9/3/2013 4:28 AM
Ballmer may be on his way out, but he still has a few tricks up his sleeve. Microsoft announced this week that it will acquire Nokia’s devices and services unit, which moves Microsoft into the realm of becoming a phone maker to help with its struggling Windows Mobile and Window Phone market. But is it too little, too late?
News of Ballmer’s retirement this month caused a lot of polarizing reactions. Many thought it was beyond the time for him to be let go. With Microsoft’s stock idle for years, the large profits from enterprise were a nice bullet point while almost everything else went down the tubes.

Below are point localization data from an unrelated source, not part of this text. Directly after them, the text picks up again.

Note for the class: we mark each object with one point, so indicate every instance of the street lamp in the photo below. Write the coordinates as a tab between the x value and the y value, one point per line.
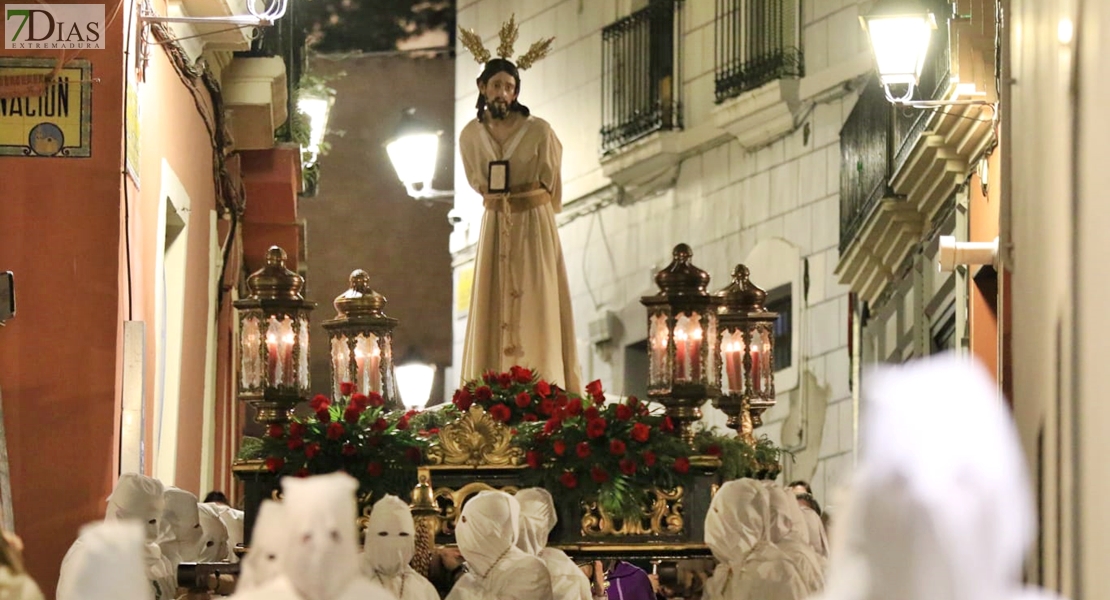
899	32
415	378
413	150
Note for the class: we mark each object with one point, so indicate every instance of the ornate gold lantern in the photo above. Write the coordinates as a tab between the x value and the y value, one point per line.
361	341
682	329
273	339
746	338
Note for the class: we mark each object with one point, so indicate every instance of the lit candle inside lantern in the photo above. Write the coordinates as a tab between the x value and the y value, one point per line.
273	365
756	368
375	369
680	362
695	354
733	363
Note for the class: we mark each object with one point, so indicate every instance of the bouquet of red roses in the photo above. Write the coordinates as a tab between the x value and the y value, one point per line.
354	434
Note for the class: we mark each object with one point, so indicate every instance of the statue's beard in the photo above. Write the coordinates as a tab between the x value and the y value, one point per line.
498	109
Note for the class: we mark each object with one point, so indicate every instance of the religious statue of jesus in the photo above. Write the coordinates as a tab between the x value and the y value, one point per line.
520	311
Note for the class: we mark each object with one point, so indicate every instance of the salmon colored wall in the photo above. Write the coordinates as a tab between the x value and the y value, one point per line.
173	130
984	226
60	234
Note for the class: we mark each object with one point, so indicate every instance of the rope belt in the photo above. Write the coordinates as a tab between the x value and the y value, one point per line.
517	200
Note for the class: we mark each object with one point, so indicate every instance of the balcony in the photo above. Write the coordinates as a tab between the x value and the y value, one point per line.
758	64
899	168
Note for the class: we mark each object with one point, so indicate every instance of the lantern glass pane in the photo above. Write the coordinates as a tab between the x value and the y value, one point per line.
250	356
367	357
280	343
658	337
341	363
732	349
688	341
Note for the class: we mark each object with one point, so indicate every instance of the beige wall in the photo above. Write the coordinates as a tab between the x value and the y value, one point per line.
362	216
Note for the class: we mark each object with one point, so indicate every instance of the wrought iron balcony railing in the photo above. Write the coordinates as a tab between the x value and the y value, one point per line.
757	41
641	78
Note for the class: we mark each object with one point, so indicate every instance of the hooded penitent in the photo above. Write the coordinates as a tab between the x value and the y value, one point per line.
498	570
391	541
537	519
789	531
748	565
931	519
180	531
109	565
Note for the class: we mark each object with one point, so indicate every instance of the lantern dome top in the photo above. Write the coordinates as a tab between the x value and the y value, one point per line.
680	277
360	300
742	295
274	281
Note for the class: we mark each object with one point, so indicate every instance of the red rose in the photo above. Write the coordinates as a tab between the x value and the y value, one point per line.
574	407
522	375
320	403
583	449
595	428
311	450
359	402
462	399
533	459
523	399
624	412
500	412
351	415
617	447
375	399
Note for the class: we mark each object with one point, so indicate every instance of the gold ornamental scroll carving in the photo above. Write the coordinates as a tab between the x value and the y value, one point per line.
662	516
475	439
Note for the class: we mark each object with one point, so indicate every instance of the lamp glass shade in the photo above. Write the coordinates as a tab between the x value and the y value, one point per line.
414	383
900	43
413	158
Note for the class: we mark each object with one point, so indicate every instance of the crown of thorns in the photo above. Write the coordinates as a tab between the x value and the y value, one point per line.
507	34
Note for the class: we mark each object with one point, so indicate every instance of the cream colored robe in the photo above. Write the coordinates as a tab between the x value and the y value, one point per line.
520	311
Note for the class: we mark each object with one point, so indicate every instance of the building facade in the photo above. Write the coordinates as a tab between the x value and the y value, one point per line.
708	123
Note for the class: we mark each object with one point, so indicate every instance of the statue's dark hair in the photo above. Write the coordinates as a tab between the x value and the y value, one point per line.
501	65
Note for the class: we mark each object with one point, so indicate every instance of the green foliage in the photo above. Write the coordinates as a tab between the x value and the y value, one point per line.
371	26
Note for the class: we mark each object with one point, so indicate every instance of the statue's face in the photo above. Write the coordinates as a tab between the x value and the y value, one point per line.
500	93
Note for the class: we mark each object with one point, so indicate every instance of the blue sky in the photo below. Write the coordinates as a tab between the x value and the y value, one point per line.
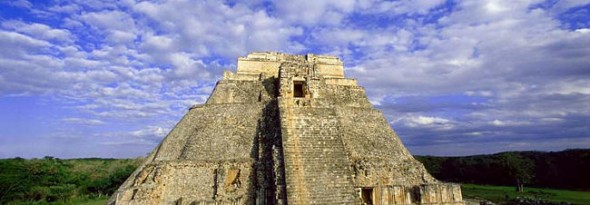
86	78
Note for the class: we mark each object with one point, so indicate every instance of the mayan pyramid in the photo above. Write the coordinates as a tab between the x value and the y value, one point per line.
284	129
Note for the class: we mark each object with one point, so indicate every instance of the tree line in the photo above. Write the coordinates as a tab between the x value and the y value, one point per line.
50	179
568	169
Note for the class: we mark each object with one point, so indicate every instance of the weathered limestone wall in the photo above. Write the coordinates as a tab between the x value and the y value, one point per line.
284	129
219	153
317	169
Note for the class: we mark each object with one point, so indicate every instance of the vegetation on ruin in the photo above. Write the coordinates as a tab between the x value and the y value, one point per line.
90	181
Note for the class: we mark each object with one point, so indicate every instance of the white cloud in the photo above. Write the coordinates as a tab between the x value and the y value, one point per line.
83	121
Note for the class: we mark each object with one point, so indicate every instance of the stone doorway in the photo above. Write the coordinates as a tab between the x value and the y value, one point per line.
298	89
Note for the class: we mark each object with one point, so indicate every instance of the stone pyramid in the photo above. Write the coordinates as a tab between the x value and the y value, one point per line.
284	129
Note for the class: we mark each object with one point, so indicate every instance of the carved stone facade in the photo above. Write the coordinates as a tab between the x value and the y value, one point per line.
284	129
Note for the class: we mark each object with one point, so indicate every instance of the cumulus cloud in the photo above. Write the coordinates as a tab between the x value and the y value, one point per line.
449	75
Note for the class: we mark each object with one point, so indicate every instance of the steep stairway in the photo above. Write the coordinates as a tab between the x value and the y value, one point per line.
316	165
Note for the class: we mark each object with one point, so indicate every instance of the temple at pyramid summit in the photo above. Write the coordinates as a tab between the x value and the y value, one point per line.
284	129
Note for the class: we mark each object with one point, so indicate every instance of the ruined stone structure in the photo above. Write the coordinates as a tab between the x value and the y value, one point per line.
284	129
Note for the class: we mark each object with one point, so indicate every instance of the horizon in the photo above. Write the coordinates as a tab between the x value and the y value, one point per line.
94	79
143	157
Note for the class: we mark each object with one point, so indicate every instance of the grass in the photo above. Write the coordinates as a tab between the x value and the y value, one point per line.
97	201
500	194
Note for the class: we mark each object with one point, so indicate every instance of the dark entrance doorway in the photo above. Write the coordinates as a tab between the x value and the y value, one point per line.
298	89
367	195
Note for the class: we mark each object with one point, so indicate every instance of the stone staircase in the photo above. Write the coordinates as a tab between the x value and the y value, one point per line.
316	164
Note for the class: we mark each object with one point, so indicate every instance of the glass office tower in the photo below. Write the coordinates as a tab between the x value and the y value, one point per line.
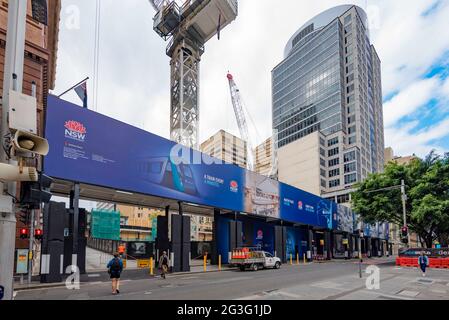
329	83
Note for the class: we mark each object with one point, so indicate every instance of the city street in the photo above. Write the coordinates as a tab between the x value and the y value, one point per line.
331	280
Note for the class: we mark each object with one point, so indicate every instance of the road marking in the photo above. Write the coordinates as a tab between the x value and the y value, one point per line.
230	280
93	275
408	293
189	278
253	297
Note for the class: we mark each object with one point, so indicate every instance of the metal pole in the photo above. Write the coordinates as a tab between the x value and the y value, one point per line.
14	58
360	254
33	217
404	210
30	252
75	207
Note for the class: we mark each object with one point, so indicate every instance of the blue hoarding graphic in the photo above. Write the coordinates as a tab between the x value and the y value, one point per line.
91	148
300	206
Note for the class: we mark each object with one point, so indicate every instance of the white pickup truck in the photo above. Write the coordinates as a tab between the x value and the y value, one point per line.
254	260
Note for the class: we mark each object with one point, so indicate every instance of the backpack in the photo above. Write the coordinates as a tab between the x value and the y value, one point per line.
115	266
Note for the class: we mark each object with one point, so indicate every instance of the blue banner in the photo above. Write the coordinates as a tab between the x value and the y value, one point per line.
91	148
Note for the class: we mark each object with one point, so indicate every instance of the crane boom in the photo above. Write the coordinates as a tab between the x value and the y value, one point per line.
241	120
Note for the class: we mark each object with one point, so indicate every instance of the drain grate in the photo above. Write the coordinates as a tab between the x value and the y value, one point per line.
408	293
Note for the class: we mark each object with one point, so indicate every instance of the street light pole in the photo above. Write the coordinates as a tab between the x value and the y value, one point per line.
404	210
14	59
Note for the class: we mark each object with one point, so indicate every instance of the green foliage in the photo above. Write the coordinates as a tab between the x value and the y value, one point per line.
427	189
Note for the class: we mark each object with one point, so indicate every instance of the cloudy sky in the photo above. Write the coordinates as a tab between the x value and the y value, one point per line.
411	38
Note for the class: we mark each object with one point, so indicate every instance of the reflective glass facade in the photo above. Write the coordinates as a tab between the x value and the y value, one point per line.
330	82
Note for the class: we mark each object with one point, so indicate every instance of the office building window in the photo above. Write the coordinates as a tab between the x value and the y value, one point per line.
333	152
334	172
322	141
350	156
351	119
350	98
323	183
322	152
334	162
352	140
322	162
350	78
334	183
350	178
351	130
344	198
348	19
323	173
332	142
350	167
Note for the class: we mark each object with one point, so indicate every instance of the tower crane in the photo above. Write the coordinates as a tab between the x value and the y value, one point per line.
189	24
241	120
238	106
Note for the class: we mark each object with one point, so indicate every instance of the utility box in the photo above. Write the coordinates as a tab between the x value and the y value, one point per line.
22	112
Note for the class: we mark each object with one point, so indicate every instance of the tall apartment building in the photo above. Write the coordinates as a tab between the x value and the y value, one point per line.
264	158
327	105
226	147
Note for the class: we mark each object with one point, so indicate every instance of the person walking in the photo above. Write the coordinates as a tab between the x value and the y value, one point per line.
115	268
163	262
423	262
121	250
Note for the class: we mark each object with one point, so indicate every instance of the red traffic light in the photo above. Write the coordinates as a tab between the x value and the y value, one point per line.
38	233
24	233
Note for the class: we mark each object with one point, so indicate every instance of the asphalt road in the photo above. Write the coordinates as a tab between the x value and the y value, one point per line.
217	285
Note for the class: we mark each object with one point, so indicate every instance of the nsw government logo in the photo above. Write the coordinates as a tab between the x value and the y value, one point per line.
75	130
234	186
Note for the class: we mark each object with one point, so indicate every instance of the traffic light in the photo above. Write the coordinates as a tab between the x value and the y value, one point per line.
24	217
38	234
35	193
404	231
404	234
24	233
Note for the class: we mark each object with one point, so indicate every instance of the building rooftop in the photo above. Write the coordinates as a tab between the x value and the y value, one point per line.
322	20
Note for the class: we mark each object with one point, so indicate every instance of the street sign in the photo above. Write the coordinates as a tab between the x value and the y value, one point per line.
143	263
22	261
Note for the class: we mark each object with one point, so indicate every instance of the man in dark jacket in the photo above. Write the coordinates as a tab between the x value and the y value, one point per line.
115	268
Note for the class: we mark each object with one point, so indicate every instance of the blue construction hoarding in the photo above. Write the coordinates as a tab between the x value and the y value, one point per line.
91	148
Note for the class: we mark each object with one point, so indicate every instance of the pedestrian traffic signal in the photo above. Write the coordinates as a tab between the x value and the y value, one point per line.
24	217
404	231
35	193
24	233
38	233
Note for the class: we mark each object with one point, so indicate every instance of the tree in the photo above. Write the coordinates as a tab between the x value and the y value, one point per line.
427	204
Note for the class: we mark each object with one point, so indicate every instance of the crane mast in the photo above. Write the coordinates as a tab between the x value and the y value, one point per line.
188	25
241	120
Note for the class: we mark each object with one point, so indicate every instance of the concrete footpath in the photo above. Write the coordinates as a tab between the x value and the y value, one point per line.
102	275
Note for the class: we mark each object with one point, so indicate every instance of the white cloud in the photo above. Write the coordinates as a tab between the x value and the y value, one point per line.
409	100
134	70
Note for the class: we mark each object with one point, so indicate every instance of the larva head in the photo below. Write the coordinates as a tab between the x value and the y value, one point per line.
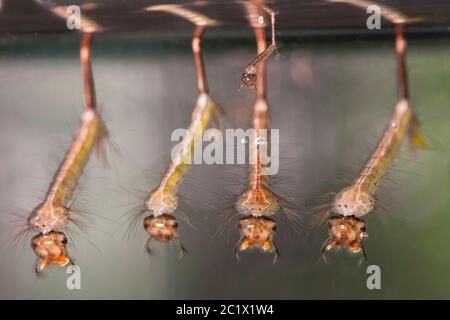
50	248
49	216
258	202
162	202
257	232
249	76
162	228
353	201
347	232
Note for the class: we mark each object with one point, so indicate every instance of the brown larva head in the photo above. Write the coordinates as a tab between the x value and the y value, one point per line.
162	228
353	201
49	216
257	232
347	232
50	248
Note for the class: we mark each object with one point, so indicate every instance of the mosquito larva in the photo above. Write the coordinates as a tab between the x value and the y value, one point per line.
355	201
249	76
258	202
162	202
54	212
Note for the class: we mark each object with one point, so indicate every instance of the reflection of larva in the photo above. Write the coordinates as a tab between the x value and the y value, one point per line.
249	76
54	212
353	202
162	202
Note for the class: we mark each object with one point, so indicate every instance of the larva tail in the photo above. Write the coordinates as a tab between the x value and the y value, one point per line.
416	138
101	142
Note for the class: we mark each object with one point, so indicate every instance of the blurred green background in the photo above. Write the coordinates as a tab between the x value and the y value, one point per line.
330	98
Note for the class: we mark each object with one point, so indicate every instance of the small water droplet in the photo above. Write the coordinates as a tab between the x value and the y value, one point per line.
261	20
260	141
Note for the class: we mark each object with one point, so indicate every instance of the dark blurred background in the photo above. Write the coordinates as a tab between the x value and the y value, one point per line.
330	91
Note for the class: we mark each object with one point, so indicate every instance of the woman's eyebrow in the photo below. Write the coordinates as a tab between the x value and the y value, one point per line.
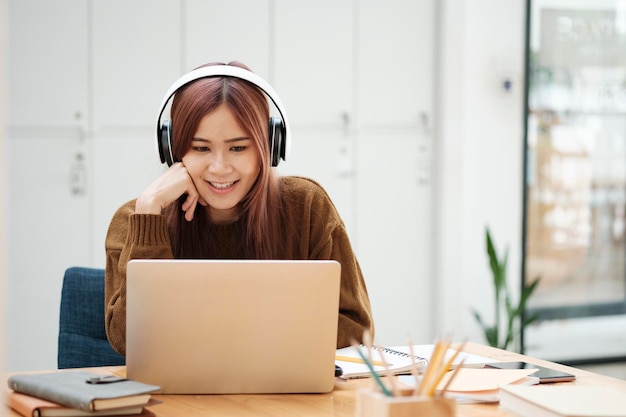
232	140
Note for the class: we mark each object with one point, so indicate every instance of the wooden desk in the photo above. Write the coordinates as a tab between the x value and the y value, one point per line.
340	402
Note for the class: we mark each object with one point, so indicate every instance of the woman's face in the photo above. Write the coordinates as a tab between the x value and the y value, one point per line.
223	163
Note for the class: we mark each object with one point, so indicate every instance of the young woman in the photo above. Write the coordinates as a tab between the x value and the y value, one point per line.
223	200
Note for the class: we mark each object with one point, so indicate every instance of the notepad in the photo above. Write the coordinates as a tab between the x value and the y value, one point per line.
397	362
563	400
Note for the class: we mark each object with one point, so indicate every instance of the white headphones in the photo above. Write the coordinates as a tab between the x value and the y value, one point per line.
279	131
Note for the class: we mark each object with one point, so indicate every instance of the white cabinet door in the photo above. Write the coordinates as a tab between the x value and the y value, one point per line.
313	60
396	44
393	227
137	53
48	230
46	63
393	180
223	31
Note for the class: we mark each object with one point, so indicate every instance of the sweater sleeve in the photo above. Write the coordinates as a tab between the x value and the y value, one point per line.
355	314
328	239
130	236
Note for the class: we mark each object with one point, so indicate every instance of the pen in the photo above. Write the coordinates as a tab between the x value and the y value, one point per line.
382	386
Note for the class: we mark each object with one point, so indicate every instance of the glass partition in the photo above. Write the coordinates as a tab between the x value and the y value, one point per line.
575	179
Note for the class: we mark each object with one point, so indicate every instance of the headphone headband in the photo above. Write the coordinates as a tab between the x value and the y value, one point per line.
228	71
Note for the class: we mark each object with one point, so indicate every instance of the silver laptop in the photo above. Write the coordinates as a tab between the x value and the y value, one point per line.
232	326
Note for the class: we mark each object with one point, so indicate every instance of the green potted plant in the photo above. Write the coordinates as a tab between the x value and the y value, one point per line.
501	333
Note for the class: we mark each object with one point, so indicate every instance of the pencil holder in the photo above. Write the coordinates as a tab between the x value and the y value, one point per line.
371	403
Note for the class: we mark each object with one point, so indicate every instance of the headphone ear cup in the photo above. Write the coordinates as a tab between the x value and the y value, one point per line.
276	140
165	143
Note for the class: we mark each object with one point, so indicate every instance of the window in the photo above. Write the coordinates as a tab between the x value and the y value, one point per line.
575	180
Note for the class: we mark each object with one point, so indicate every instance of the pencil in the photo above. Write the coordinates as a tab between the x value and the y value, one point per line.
382	386
358	360
444	370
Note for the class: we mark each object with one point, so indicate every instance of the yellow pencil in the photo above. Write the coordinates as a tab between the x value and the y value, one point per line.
444	370
357	360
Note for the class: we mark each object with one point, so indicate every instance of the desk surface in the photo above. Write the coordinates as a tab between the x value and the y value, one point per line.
339	402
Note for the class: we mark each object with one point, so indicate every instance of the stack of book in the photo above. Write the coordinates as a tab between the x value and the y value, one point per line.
78	393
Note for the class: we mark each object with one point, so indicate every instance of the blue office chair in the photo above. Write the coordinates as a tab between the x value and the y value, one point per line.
82	336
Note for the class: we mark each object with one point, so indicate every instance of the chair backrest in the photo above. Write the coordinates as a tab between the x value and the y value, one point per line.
82	335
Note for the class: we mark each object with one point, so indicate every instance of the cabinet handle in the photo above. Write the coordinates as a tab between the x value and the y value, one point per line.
78	176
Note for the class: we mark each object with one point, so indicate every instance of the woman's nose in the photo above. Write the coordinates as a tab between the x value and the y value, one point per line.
219	163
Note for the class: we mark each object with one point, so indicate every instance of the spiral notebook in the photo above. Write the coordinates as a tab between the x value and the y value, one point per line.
350	362
399	360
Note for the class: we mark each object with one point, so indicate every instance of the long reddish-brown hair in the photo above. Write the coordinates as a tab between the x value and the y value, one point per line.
260	209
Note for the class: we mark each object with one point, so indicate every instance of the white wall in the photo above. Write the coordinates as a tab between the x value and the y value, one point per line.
478	155
2	235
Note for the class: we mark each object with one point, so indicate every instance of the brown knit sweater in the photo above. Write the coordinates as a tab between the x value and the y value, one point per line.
312	228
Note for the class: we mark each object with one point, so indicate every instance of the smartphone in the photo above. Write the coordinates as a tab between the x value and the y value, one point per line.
544	374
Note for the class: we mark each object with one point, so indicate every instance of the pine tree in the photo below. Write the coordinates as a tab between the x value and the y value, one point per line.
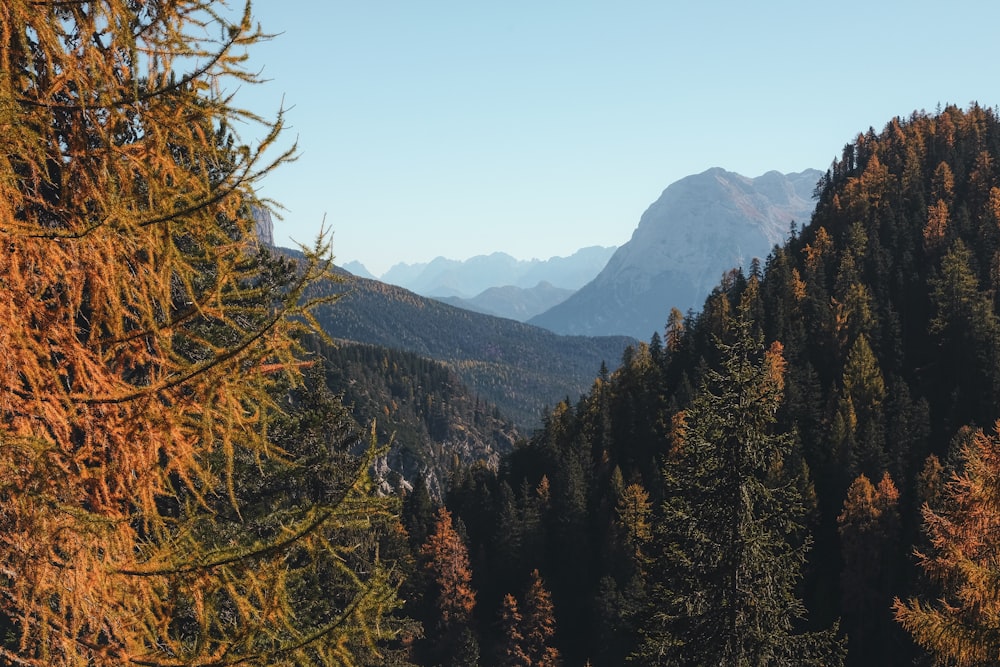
145	337
962	625
729	539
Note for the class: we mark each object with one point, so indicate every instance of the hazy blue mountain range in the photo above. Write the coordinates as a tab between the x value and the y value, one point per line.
444	277
358	269
516	303
700	227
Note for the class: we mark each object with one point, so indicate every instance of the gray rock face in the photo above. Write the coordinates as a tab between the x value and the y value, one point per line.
699	228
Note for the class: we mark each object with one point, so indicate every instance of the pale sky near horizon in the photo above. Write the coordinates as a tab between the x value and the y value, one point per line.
456	129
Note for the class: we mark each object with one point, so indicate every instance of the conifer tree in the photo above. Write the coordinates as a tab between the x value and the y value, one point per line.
144	338
729	540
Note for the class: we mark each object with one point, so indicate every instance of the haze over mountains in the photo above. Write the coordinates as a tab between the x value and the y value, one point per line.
699	228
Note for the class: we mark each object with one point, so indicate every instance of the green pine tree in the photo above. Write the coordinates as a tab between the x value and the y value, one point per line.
729	543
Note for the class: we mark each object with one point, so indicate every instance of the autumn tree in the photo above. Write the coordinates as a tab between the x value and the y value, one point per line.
146	341
961	625
869	528
528	634
729	540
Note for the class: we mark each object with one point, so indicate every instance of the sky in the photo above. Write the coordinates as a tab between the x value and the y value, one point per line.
440	128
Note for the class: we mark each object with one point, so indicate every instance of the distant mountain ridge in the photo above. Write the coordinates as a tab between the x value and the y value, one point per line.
700	227
521	369
515	303
466	279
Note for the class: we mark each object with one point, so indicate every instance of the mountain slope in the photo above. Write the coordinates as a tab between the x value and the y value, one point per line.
420	406
700	227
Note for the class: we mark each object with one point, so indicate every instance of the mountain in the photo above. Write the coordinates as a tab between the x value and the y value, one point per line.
877	330
519	368
516	303
444	277
700	227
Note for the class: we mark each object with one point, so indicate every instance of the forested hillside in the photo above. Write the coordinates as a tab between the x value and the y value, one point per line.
820	419
420	407
521	369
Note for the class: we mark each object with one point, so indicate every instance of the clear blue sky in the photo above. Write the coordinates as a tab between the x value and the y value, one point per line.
536	128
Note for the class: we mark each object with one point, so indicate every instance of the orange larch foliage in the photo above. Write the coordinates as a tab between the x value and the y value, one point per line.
962	625
135	312
448	564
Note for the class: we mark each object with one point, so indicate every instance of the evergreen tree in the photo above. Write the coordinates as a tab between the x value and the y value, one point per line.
729	538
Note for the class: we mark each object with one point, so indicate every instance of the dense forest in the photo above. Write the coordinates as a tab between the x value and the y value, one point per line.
804	472
421	409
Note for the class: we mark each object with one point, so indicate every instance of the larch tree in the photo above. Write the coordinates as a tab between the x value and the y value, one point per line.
528	634
869	528
962	625
447	563
144	337
729	546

Microsoft spent billions trying to get Bing to unseat Google with only modest success. The company's copying of Apple, from the Zune (iPod), to Surface (iPad), to Vista (OS X), to Windows Mobile (kinda iOS) has almost unanimously been a failure on all fronts. It's massive companywide internal reorganization recently has also been a cause for concern. Many are scratching their heads as to why Ballmer made it this far with so many fumbles.
Others look to the success. In other tech circles, Apple fanboys looking at Android shout that it's not market share and sales (where Android is doing a slam dunk) but profitability. That is where Apple is targeting, toward large profits. But in that light, Microsoft is a success, because it is hugely profitable. It’s unequaled in enterprise and even though Windows 8 has been slow to take off, there is no question that Microsofts profits are soaring high.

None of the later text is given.